Penulis: Ika Nur Cahyani
Editor: Pravitri Retno W
TRIBUNNEWS.COM - Presiden Tanzania, John Magufuli (61), meninggal dunia pada Rabu (17/3/2021) setelah dua minggu tidak muncul di depan publik.
Magufuli terkenal karena menyangkal pandemi Covid-19 bahkan menyarankan warganya untuk melakukan pengobatan tradisional.
Selama dua minggu menghilang, Magufuli sempat dirumorkan terpapar Covid-19 walaupun pemerintah mengumumkan presiden ini meninggal karena sakit jantung.
"Presiden Republik Bersatu Tanzania, yang terhormat Dr John Pombe Joseph Magufuli telah meninggal karena penyakit jantung, di rumah sakit Mzena di Dar es Salaam, di mana dia menerima perawatan," kata Wakil Presiden, Samia Suluhu Hassan, pada Rabu, dikutip dari The Guardian.
Magufuli tidak terlihat di depan umum mulai 27 Februari 2021.

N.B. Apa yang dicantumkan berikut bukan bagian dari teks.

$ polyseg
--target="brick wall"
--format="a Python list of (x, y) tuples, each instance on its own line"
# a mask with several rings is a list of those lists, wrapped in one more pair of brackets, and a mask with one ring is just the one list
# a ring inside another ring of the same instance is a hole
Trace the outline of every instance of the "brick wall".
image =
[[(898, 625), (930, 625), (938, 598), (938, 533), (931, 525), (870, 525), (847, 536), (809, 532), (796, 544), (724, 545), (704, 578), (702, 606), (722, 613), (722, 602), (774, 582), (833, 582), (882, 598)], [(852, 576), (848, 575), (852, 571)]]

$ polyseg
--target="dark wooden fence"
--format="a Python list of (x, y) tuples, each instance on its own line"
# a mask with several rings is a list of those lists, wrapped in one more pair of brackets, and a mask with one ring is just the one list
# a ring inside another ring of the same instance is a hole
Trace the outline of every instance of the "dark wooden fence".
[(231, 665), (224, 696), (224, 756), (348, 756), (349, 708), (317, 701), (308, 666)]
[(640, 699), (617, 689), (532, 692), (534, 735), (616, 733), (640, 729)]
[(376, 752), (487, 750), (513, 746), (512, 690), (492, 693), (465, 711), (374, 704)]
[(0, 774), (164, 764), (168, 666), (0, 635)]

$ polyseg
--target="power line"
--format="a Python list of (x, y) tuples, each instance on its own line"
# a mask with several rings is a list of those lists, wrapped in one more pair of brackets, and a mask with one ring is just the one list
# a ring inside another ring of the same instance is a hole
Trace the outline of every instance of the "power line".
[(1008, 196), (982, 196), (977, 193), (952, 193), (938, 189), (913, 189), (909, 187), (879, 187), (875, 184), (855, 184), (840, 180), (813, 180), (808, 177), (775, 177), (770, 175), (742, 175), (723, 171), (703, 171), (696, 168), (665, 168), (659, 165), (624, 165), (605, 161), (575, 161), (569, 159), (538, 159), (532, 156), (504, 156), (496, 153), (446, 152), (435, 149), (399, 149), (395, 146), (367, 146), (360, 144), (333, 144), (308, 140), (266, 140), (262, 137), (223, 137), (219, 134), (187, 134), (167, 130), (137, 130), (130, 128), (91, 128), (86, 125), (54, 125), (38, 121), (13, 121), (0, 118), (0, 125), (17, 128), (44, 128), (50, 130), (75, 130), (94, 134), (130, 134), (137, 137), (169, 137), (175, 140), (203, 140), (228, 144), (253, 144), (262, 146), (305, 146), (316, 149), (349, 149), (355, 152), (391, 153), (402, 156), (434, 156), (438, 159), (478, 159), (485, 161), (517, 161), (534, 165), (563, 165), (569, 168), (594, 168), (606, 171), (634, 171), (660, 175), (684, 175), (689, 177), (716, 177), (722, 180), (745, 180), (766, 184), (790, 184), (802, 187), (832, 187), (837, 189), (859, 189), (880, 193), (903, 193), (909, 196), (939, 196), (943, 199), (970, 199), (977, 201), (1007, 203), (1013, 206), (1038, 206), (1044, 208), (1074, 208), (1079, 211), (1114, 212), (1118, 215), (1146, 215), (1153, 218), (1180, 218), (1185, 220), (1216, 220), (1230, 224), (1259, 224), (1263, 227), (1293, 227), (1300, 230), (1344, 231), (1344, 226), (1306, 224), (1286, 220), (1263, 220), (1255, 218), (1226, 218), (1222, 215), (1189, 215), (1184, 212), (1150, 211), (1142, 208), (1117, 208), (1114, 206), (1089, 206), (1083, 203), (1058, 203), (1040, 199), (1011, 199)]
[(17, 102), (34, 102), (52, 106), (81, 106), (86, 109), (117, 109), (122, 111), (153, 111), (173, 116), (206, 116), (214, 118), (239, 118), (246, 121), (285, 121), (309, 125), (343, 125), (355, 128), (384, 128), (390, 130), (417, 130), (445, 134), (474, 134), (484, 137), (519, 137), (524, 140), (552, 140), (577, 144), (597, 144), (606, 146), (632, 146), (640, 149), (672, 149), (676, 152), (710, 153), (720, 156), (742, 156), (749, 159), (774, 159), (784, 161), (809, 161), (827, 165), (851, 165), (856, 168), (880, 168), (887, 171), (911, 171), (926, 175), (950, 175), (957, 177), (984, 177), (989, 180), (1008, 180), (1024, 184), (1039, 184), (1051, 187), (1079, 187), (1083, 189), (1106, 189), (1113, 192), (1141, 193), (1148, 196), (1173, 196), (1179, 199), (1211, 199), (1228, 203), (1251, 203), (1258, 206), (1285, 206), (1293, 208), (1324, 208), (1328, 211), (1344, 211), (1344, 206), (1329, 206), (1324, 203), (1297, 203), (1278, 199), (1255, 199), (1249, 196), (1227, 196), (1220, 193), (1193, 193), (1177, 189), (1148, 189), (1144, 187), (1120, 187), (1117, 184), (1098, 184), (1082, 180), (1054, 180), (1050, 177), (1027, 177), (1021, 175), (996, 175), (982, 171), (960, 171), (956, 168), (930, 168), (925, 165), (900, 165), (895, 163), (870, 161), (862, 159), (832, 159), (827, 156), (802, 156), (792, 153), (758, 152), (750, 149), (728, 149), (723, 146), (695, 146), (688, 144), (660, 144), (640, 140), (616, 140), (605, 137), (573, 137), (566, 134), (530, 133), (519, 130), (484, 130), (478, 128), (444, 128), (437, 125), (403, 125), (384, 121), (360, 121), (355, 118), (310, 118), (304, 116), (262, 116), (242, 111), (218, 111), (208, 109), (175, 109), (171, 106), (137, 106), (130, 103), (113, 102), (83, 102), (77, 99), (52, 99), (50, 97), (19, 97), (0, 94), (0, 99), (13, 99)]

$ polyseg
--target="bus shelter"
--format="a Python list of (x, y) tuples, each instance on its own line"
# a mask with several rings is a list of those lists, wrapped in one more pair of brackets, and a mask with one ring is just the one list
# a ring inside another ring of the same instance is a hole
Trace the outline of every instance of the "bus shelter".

Baca juga: Tak Aku Ada Covid-19 dan Tolak Vaksinasi, Tanzania Dianggap Buta Sains
Baca juga: Penyakit Misterius Landa Tanzania, Penderita Muntah Darah Lalu Meninggal
Sejak saat itu muncul berbagai spekulasi bahwa presiden sakit keras hingga tidak bisa bertugas.
Namun rumor ini disangkal pemerintah dengan menyebut Magufuli tetap bekerja.
Pekan lalu, pemimpin oposisi Tanzania, Tundu Lissu mengatakan kepada BBC bahwa Magufuli sakit dan kondisinya kritis di sebuah rumah sakit di Kenya setelah tertular Covid-19.
Misteri seputar keberadaan dan kondisi presiden memicu ketakutan dan kecemasan di Tanzania.
Alhasil polisi menangkap empat orang yang diduga menyebarkan informasi palsu mengenai kesehatan pemimpin negara.
Magufuli dikenal karena berulang kali membantah Covid-19 ada dan menyebar di Tanzania.
Bahkan dia mengklaim vaksin Covid-19 berbahaya hingga menyarankan agar warganya berdoa serta menghirup uap herbal untuk sembuh dari penyakit pernapasan.
Tanzania berhenti merilis angka infeksi corona sejak April 2020 walaupun telah didesak WHO.
Tidak ada program pengujian yang diketahui dan pejabat kesehatan dilarang menyebutkan virus tersebut.